Labels can be helpful but problematic. I would think that many of us don't fit labels very well. So, in my politics, I'm pretty liberal (but judging from the current political landscape, not as liberal as some of my friends and colleagues). In my theology, I'm not a biblical literalist, but in many ways, I'm fairly "conservative" ---at least in comparison to some of my friends and colleagues.
In terms of my Christian identity: I'm part of a non-creedal community, and yet I have no problem reciting the creeds (at least the Apostles and Nicene. I'm not so sure about the Athanasian Creed). I'm Trinitarian, I believe in the resurrection and the divinity of Christ (and his full humanity as well -- that probably puts me into the Chalcedonian camp). Part of me is Anglican in orientation (my son calls me a "high church Disciple"). I've come to accept my orientation as a Charismatic Christian, believing as I do in the gifts of the Spirit (see my book Unfettered Spirit). Although the word is badly damaged today, part of my journey is deeply rooted in the evangelical tradition (my graduate degrees, including my Ph.D., come from Fuller Seminary), which to me speaks both of a deep love of Scripture and a commitment to sharing the good news I've come to know in Jesus. I believe that faith and science are compatible. If there's a label that perhaps describes me, it's ecumenical, but interestingly enough I didn't see anyone in that discussion lift it up as a possibility. I'm thinking it may be too narrowly defined for some (due I think to the belief that it stops short of any interfaith engagement)? Or, ecumenical is either seen as old-fashioned or simply not understood.

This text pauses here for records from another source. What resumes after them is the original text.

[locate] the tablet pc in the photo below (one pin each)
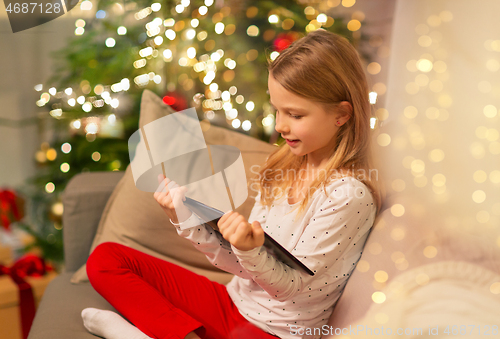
(209, 213)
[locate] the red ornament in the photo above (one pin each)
(9, 210)
(175, 100)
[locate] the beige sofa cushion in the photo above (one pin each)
(133, 218)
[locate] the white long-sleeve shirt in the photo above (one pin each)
(328, 238)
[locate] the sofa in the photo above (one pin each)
(405, 264)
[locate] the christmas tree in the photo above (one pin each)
(201, 54)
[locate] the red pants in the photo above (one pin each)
(164, 300)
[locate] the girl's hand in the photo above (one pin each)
(171, 199)
(241, 234)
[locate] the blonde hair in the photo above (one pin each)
(325, 68)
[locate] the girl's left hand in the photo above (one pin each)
(239, 232)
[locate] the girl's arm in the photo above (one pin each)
(337, 226)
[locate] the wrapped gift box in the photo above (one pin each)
(10, 321)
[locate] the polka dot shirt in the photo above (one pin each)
(328, 238)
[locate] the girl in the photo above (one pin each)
(315, 197)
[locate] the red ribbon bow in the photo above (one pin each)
(28, 265)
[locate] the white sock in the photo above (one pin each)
(110, 325)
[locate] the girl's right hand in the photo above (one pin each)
(170, 197)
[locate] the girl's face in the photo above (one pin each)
(305, 125)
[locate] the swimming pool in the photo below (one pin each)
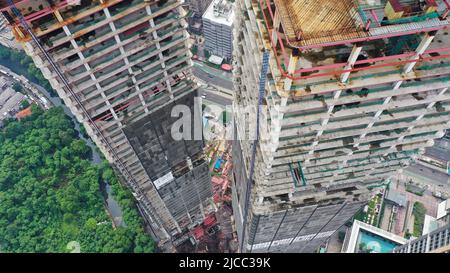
(374, 243)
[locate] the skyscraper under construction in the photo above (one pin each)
(355, 90)
(120, 66)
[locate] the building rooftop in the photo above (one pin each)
(397, 197)
(220, 12)
(308, 22)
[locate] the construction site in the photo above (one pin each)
(350, 92)
(217, 234)
(120, 66)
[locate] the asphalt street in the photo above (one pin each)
(213, 76)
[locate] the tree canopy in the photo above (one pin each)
(50, 192)
(22, 64)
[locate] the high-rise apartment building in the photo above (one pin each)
(218, 22)
(355, 90)
(120, 66)
(437, 241)
(196, 9)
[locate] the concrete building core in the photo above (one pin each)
(124, 65)
(355, 91)
(218, 22)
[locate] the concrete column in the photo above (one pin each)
(424, 44)
(293, 60)
(351, 62)
(276, 28)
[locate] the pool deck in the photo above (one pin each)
(355, 231)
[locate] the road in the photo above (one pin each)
(430, 176)
(213, 76)
(438, 153)
(213, 97)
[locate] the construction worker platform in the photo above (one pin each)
(308, 22)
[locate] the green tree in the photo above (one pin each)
(50, 193)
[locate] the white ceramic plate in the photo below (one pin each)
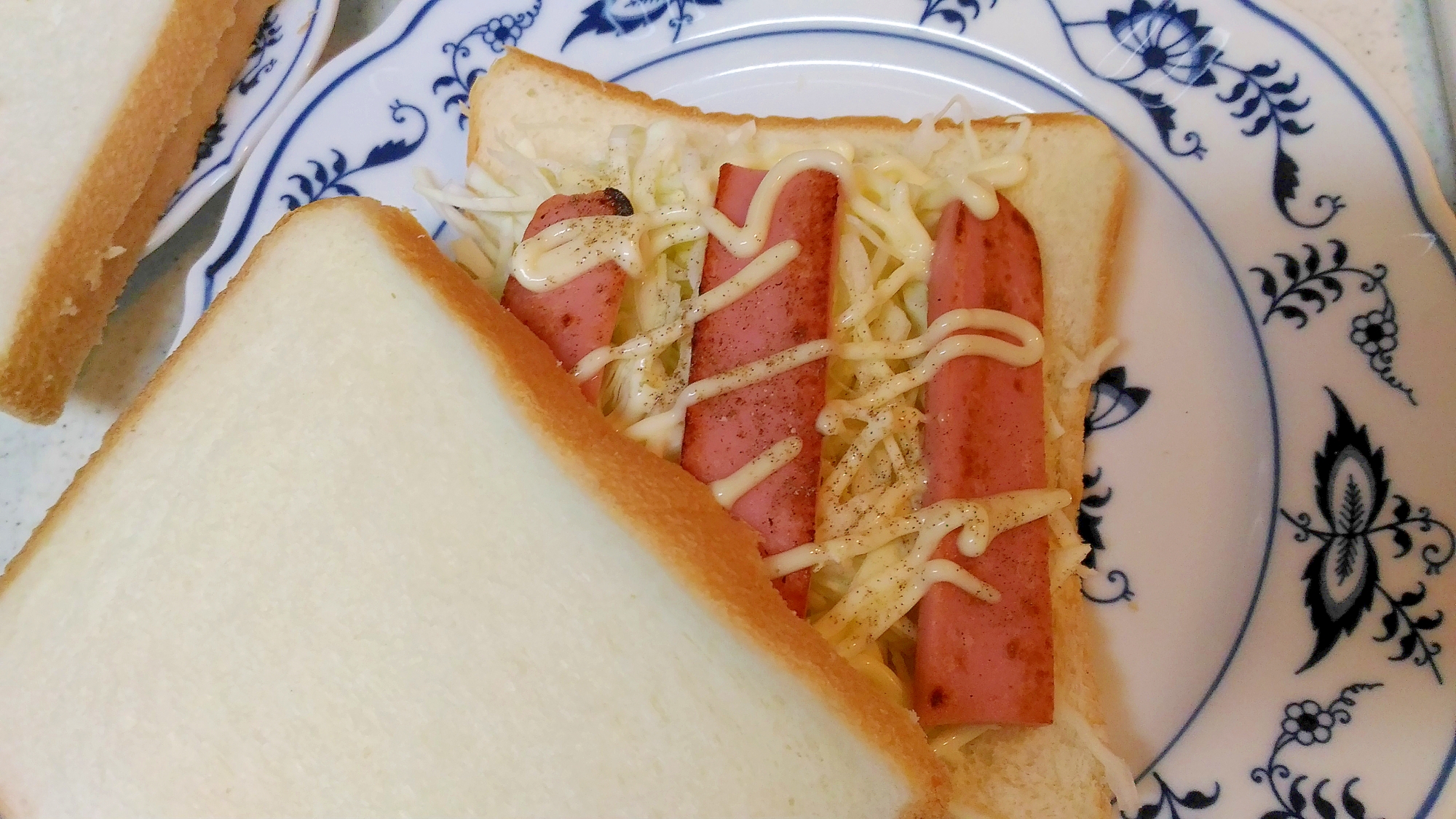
(285, 52)
(1272, 454)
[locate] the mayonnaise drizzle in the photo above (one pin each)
(981, 521)
(654, 427)
(749, 240)
(729, 490)
(1029, 352)
(753, 274)
(573, 247)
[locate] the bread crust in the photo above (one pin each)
(71, 290)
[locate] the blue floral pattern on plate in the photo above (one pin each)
(1164, 41)
(289, 41)
(1235, 625)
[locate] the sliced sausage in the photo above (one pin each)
(724, 433)
(988, 663)
(579, 317)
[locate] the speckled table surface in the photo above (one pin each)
(1393, 40)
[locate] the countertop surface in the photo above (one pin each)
(1393, 40)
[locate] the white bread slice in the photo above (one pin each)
(180, 154)
(362, 550)
(92, 90)
(1074, 200)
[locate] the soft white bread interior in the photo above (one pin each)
(92, 90)
(1074, 200)
(362, 550)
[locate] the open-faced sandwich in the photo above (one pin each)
(873, 339)
(365, 547)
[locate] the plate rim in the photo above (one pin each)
(1416, 170)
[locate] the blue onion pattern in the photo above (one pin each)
(497, 36)
(1307, 286)
(1145, 46)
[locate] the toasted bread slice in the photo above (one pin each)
(81, 132)
(1074, 200)
(362, 550)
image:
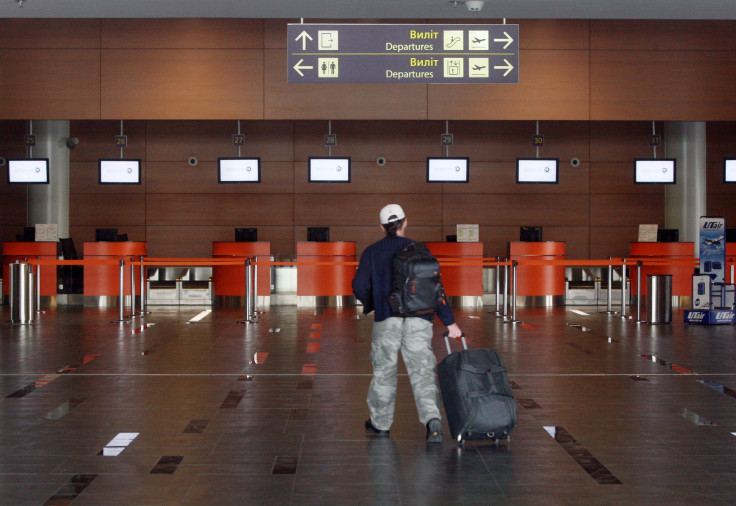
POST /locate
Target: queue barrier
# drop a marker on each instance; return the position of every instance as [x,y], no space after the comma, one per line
[252,262]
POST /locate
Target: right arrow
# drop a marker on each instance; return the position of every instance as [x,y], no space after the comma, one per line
[508,67]
[304,36]
[299,67]
[508,40]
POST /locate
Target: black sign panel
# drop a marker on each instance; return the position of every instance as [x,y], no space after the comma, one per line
[365,53]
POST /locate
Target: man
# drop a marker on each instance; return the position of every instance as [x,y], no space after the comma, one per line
[411,335]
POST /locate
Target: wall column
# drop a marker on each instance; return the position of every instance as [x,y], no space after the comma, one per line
[49,203]
[685,202]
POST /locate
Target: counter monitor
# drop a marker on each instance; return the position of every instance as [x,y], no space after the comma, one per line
[329,170]
[239,170]
[119,171]
[448,170]
[655,171]
[537,170]
[28,170]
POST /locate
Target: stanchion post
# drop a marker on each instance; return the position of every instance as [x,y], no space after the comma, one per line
[121,302]
[638,292]
[132,288]
[623,289]
[498,287]
[143,289]
[505,289]
[38,287]
[247,318]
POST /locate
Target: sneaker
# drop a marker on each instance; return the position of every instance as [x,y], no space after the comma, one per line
[434,431]
[377,432]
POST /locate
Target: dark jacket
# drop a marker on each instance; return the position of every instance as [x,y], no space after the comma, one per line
[372,283]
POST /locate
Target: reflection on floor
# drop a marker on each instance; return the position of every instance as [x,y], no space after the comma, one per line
[168,410]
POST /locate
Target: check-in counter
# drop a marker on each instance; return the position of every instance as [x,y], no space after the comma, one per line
[325,285]
[102,282]
[463,283]
[228,281]
[21,251]
[539,285]
[682,274]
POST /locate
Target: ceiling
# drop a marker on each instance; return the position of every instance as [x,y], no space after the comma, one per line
[312,10]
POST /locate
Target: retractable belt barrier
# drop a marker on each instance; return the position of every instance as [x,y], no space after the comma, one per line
[250,263]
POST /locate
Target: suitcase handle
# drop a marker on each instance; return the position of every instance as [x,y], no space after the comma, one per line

So what should we do about labels? They're helpful because they can serve as shorthand. If I say I'm progressive then you probably will discern that I'm pro-social justice. You probably think I'm not a biblical literalist. Then again, you may wonder why I seem rather orthodox in my theology (now there's a word worth exploring). I might accept labels like "postliberal," but I wasn't a liberal before I was post-liberal. I might accept the label "post-evangelical," but that's largely due to the way the word evangelical has come to be used. This is probably why Thomas and Alexander Campbell, along with Barton Stone, decided to keep their labels simple. I"m a Christian (even this label has been damaged in recent years). So, for now, I'm just a Christian, and as such I'm a disciple of Jesus Christ (notice the uncapitalized word disciple) who happens to be an ordained minister within the Christian Church (Disciples of Christ). In that form, I'm part of a larger community of people of faith committed to the common good of all creation.